Весь сербский лагерь был позорным пятном для всего церковного прихода, и здесь все знали, в каких условиях они живут и как с ними обходятся».
G. G., возраст 40 лет, проживающий в г. Карашок, был допрошен в конторе ленсмана 29 апреля 1946 г., ознакомлен с материалами дела, осознал свою ответственность как свидетеля и дал добровольно следующие показания:
«Как-то раз мы с одним парнем спрятали еду в поленнице. Ее нашли четверо сербов. Еды там было на одного человека, но они ее поделили между собой. Мы стояли невдалеке и наблюдали. Когда они поняли, что еда от нас, то встали на колени, скрестили руки на груди и поблагодарили нас.
Заключенные были одеты в лохмотья, но со временем стало немного лучше. Это объяснялось тем, что они делили между собой лохмотья своих умерших с голоду или убитых товарищей. Во всяком случае, так я это понял. Никак не скрывалось, что это был лагерь уничтожения, и что узников морили голодом и истязали преднамеренно».

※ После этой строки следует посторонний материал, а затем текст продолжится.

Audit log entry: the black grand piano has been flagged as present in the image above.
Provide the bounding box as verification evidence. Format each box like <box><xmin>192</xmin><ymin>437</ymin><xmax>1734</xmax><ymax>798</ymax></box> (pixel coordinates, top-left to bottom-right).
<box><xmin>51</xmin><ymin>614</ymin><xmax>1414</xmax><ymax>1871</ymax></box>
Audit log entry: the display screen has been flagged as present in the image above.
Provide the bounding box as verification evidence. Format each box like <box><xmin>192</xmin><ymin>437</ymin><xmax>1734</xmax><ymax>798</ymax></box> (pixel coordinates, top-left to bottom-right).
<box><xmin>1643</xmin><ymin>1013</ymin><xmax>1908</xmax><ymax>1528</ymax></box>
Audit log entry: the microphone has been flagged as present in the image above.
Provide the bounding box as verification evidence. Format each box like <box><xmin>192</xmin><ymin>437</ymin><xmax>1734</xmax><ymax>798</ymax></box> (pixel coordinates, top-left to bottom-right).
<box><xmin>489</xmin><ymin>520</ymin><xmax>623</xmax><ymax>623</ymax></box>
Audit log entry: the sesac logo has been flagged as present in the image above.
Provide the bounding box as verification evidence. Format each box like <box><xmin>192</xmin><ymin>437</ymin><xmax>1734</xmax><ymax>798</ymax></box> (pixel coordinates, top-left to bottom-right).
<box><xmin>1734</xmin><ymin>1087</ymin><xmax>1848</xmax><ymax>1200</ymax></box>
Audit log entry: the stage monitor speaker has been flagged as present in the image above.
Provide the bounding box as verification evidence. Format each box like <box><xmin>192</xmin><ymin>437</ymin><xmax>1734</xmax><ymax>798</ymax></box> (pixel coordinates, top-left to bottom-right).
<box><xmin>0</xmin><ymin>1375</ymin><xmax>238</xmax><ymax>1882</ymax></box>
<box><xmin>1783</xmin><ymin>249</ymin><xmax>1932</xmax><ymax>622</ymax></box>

ЖЕСТОКОЕ ОБРАЩЕНИЕ И ХОЛОД
Н. Н., возраст 41 год, проживающий в г. Карашок, был допрошен в конторе ленсмана 13 июня 1946 г., ознакомлен с материалами дела, осознал свою ответственность как свидетеля и дал добровольно следующие показания:
«В 1942 г. здесь в городе Карашок были заключенные, и я узнал, что это были сербы. За ними одно время надзирали немцы, но позднее появились и норвежские парни. Жестокое обращение с узниками было обычным делом, и дня не проходило, чтобы кого-нибудь из заключенных товарищи не приносили домой на руках. Все узники были очень плохо одеты, хотя температура в отдельные дни опускалась ниже 25 градусов мороза. Нередко приходилось видеть заключенных с голыми руками или ногами. Можно с уверенностью сказать, что эти люди подвергались нечеловеческим мучениям».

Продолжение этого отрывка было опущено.